Between Hawkswood and Glenmark I saw that a large number of the telegraph poles were lying on the ground; they were birch saplings, and most of those still standing appeared to be so badly rotted at the point of their emergence from the soil, that I have but little doubt many more fell during a south-west gale which detained me two days at Mr. Moore's station. I need hardly state that the poles for the whole of the distance, here referred to, have been replaced by others of a more substantial character.

Under these circumstances, on arriving at Christchurch, I felt it almost useless to ask at the Telegraph Office, if the line was open to Wellington, and was greatly surprised to find that messages could be forwarded. This was at variance with my previous knowledge of the subject, and I thought it so curious and exceptional, that I have since lost no opportunity of enquiring into the matter, the result of which has been a settled conviction on my mind, that an altogether anomalous state of the soil, so far as its conductibility of electricity is concerned, obtains in these Islands.

Mr. de Sauty, the late electrician of the telegraph department, who is quoted as an authority in several recent works on telegraphy, and who had been engaged on telegraph lines in various parts of the world, assured me that he was unaware of any other country or place exhibiting similar characteristics.

Mr. Bird, the present Provincial Inspector of Telegraphs, informed me, a year or two since, that were the conditions of the earth as a conductor of electricity the same here as in Europe or America, it would have been quite hopeless, for months together, to have endeavoured to send a telegraphic message in any direction from Christchurch, there being faults in all the lines, which would have proved sufficient to destroy the connection in any other place but New Zealand.

Mr.

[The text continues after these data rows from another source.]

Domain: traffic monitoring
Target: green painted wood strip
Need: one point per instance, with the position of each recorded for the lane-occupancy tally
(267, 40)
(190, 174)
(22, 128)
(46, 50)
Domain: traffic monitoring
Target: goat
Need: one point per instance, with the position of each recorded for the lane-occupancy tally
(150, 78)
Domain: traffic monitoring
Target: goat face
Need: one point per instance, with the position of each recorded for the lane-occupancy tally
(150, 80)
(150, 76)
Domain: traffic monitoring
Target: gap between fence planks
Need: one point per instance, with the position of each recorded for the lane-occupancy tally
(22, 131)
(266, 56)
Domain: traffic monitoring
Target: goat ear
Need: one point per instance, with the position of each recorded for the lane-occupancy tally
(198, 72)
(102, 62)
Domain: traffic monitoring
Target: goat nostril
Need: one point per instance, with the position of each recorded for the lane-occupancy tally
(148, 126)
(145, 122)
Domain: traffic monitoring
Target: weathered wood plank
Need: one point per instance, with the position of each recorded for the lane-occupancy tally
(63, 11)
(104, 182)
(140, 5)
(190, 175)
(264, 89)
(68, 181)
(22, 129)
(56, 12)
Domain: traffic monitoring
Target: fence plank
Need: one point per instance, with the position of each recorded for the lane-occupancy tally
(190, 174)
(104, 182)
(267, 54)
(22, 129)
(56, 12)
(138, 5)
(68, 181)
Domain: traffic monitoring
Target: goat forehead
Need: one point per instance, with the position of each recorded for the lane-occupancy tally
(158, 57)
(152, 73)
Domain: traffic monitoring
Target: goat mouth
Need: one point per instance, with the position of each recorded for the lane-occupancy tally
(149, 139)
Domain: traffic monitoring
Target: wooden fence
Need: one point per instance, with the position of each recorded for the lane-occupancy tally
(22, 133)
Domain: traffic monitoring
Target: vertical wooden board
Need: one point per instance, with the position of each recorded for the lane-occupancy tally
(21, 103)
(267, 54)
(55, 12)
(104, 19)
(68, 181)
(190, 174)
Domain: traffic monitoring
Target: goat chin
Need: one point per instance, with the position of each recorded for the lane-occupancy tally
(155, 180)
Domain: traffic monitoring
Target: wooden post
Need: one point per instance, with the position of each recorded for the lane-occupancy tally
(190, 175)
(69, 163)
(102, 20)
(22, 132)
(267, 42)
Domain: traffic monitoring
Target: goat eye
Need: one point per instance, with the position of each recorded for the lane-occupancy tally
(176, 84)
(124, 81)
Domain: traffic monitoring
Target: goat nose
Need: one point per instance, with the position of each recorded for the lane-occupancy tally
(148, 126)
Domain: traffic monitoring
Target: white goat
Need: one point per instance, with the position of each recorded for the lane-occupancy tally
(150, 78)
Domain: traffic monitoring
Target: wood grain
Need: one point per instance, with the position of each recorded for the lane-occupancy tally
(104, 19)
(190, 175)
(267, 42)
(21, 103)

Meddings, attached to the Telegraph Office in this city, who takes the greatest personal interest in his vocation, and works at it with a zeal which may be termed enthusiastic, has made many interesting experiments on the subject. He tells me that he finds the greatest difficulty in getting a good dead earth in Christchurch, or in fact in any part of New Zealand to which he has been called by his employment.

This anomalous state of the earth in this country was at first to some extent accounted for, in my mind, by the dryness of the soil, thinking that the absence of moisture on the plains might render the ground a bad conductor; but I have since learned from Mr. Mason, the gentleman at present in charge of the Telegraph Office here, that in some of the very driest districts of Australia, it is only necessary to force a small iron bar a few inches into the ground, effectually to disperse any electricity which might be conducted to it; whereas in Christchurch, where, a foot or so from the surface, the ground is at all times moist, an earth plate of the size ordinarily used in England disperses the electricity in a very imperfect manner.

Mr. Meddings, in one instance, connected the wires with the pipes of an artesian well from which the water was flowing, and it proved a very imperfect dead earth for the electricity conducted to it. He also experimented on a telegraph line forty-one miles in length, in the Province of Hawke's Bay, with the following results. He generated the electricity at a point about a mile from one of the extremities of the line, which was connected with the earth by wires and earth plates, at this point, as also at the nearest extremity.

This under all ordinary states of the earth in other parts of the world, would, I am led to believe, at once have disposed of any current of electricity sent along it; in place of which, however, the electricity was resisted by the earth at each of the places where it was connected with it, and was forced to the more distant extremity. At the Cheviot Hills Station, which is provided with an ordinary earth plate, a considerable portion of the electricity finds its way to Christchurch, when it should be absorbed in the earth at the station.

I must ask your indulgence for the crude and superficial character of this short paper, but I trust that the subject which I have thus had the temerity to bring under your notice, may lead to its investigation by others more able to expend time, and bring knowledge and requisite appliances to its elucidation.